Faisant preuve d’une grande maîtrise, elle reprend des modèles emblématiques associés à des grandes figures de l’histoire : par exemple Goethe (Le Gilet de Goethe. Les affinités électives, 2003). Dans le registre de la mythologie contemporaine, elle marque de son savoir-faire les costumes qu’elle conçoit pour le Cirque du Soleil et les Grands Ballets canadiens. Ces productions n’en conservent pas moins un caractère traditionnel ; cependant, Jeanne Bellavance leur imprime des couleurs et des propriétés qui s’imbriquent à des formes où les broderies captent la lumière et, par là, provoquent chez les spectateurs une plus longue persistance rétinienne. Belle transgression.
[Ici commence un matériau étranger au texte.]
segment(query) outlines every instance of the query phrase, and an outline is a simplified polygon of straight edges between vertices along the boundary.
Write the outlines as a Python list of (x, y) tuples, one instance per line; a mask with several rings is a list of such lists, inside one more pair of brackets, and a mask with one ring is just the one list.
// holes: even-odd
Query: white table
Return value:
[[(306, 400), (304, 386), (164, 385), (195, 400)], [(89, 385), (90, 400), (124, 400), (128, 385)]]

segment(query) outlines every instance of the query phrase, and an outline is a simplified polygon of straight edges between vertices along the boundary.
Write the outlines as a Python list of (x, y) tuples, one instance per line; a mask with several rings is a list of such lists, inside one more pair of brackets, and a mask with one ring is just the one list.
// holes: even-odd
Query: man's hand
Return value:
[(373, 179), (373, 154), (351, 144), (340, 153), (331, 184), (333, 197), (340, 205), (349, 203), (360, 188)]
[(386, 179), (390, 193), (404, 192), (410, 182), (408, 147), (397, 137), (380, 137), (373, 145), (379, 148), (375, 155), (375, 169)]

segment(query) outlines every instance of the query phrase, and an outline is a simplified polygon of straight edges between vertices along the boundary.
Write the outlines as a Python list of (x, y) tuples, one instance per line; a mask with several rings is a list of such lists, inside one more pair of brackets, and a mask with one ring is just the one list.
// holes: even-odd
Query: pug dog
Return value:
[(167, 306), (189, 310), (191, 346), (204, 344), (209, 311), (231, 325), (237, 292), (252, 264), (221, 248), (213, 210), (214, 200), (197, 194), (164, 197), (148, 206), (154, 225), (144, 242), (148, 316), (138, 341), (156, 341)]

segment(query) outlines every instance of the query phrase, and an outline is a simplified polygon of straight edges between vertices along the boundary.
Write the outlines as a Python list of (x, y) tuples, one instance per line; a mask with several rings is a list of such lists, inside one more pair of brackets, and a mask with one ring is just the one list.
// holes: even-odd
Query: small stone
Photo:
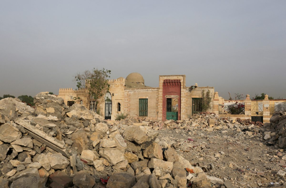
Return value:
[(39, 163), (36, 162), (33, 163), (28, 165), (27, 167), (30, 168), (35, 168), (37, 169), (39, 169), (42, 167), (42, 165)]
[(92, 142), (92, 147), (94, 147), (96, 146), (99, 143), (100, 140), (99, 139), (96, 139)]
[(173, 169), (173, 163), (152, 158), (148, 163), (148, 167), (153, 169), (161, 167), (164, 173), (170, 173)]
[(22, 134), (13, 125), (5, 123), (0, 126), (0, 140), (10, 143), (22, 137)]
[(285, 175), (286, 175), (286, 172), (283, 171), (282, 170), (279, 170), (279, 171), (276, 174), (280, 177), (282, 177), (285, 176)]
[(132, 163), (134, 161), (138, 161), (139, 160), (137, 155), (128, 151), (124, 153), (124, 157), (127, 160), (128, 163)]
[(99, 143), (99, 147), (105, 148), (114, 148), (117, 147), (115, 141), (108, 139), (102, 139)]
[(46, 156), (49, 159), (50, 165), (52, 169), (64, 169), (69, 165), (69, 161), (61, 153), (56, 153), (51, 155), (50, 154), (50, 153), (48, 153)]
[(85, 164), (91, 165), (92, 164), (93, 161), (98, 159), (99, 157), (96, 151), (88, 150), (82, 152), (80, 159)]
[(149, 178), (149, 185), (151, 188), (161, 188), (158, 179), (155, 174), (152, 173), (150, 175)]
[(72, 181), (74, 184), (79, 188), (91, 188), (95, 184), (94, 178), (82, 171), (76, 173)]
[(126, 172), (117, 172), (110, 177), (107, 182), (106, 187), (130, 188), (136, 182), (134, 175)]
[(14, 175), (17, 172), (17, 170), (16, 169), (13, 169), (5, 174), (5, 176), (7, 177), (9, 177), (12, 176)]

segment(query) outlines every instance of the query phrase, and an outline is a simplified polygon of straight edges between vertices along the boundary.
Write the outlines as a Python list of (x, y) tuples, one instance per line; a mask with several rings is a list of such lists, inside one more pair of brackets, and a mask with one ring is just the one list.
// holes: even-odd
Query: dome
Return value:
[(126, 80), (131, 82), (138, 82), (144, 83), (144, 78), (142, 75), (138, 72), (130, 73), (126, 77)]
On a compris que Jeanne Bellavance s’ingénie à faire surgir des structures atypiques. Ce travail minutieux, elle l’exécute avec un constant souci du détail, une même application lente et soignée destinée à transmettre le sentiment du passage du temps dans un espace qu’il faut deviner autre – très bien illustré, par exemple, par la représentation d’une tortue (Temps lent, tortue, 2013). Il n’est pas inutile d’ajouter que la réalisation de ces pièces s’échelonne sur près d’une vingtaine d’années (1996-2013). Cet écart temporel n’altère en rien l’unité de l’exposition Sélections naturelles.
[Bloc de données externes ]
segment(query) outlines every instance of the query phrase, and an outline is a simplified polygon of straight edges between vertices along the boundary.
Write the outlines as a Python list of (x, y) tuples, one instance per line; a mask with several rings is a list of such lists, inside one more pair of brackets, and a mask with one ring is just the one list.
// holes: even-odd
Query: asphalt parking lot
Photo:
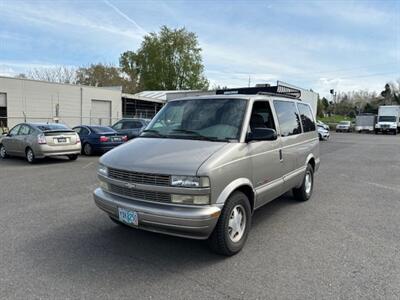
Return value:
[(321, 142), (312, 199), (258, 210), (242, 252), (117, 226), (98, 157), (0, 161), (0, 299), (400, 298), (400, 136)]

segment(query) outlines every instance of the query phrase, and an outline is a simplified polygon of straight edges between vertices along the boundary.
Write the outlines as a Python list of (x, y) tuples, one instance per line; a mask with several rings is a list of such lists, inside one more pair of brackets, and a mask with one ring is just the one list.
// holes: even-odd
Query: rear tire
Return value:
[(83, 145), (83, 154), (91, 156), (93, 154), (92, 146), (89, 143)]
[(26, 158), (26, 161), (30, 164), (33, 164), (36, 162), (35, 153), (33, 153), (33, 150), (31, 148), (26, 149), (25, 158)]
[(314, 189), (314, 169), (308, 164), (301, 187), (293, 189), (294, 197), (299, 201), (307, 201), (311, 198)]
[(251, 226), (249, 199), (242, 192), (229, 196), (217, 225), (208, 239), (210, 248), (221, 255), (232, 256), (242, 250)]
[(0, 144), (0, 159), (5, 159), (8, 157), (6, 147), (3, 144)]

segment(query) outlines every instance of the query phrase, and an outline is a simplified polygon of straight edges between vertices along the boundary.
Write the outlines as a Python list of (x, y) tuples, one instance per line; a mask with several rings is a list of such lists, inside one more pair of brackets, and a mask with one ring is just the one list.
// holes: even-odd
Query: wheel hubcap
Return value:
[(33, 160), (32, 150), (28, 150), (28, 161), (32, 161), (32, 160)]
[(306, 188), (306, 193), (307, 193), (307, 195), (309, 195), (311, 193), (311, 188), (312, 188), (312, 177), (311, 177), (310, 172), (307, 172), (307, 174), (306, 174), (304, 185)]
[(231, 212), (228, 223), (229, 238), (237, 243), (243, 237), (246, 228), (246, 213), (242, 205), (236, 205)]
[(89, 144), (86, 144), (86, 146), (85, 146), (85, 154), (87, 154), (87, 155), (89, 155), (90, 154), (90, 152), (91, 152), (91, 148), (90, 148), (90, 145)]

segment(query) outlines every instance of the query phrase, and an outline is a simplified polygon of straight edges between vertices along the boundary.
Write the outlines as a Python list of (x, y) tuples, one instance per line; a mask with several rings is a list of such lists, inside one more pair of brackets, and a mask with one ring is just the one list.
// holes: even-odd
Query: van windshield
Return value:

Bellavance remplace le fil de soie ou d’or par le fil de métal. À l’aide de moustiquaires, elle dresse un espace à géométrie variable dont elle appréhende et délimite l’étendue. Ses structures se déploient ainsi avec légèreté et transparence, virevoltent et finissent par feindre de tomber comme en témoigne Grande chute libre de jaune (2010), œuvre qui offre un contrepoint aux pièces qui s’imposent par leur volume. L’artiste anime ses surfaces par l’ajout d’éléments végétaux translucides qui rappellent la vie qui se glisse furtivement entre lumière et pénombre. Elle justifie ainsi le titre de son exposition Sélections naturelles en matérialisant sous forme de traces les éléments organiques (humains, végétaux, insectes, oiseaux) qui se posent comme des indicateurs d’une possible évolution de la broderie prise au sens premier d’ajout sur un support, mais aussi dans son sens second d’effet narratif, comme l’indique bien l’expression : broder une histoire.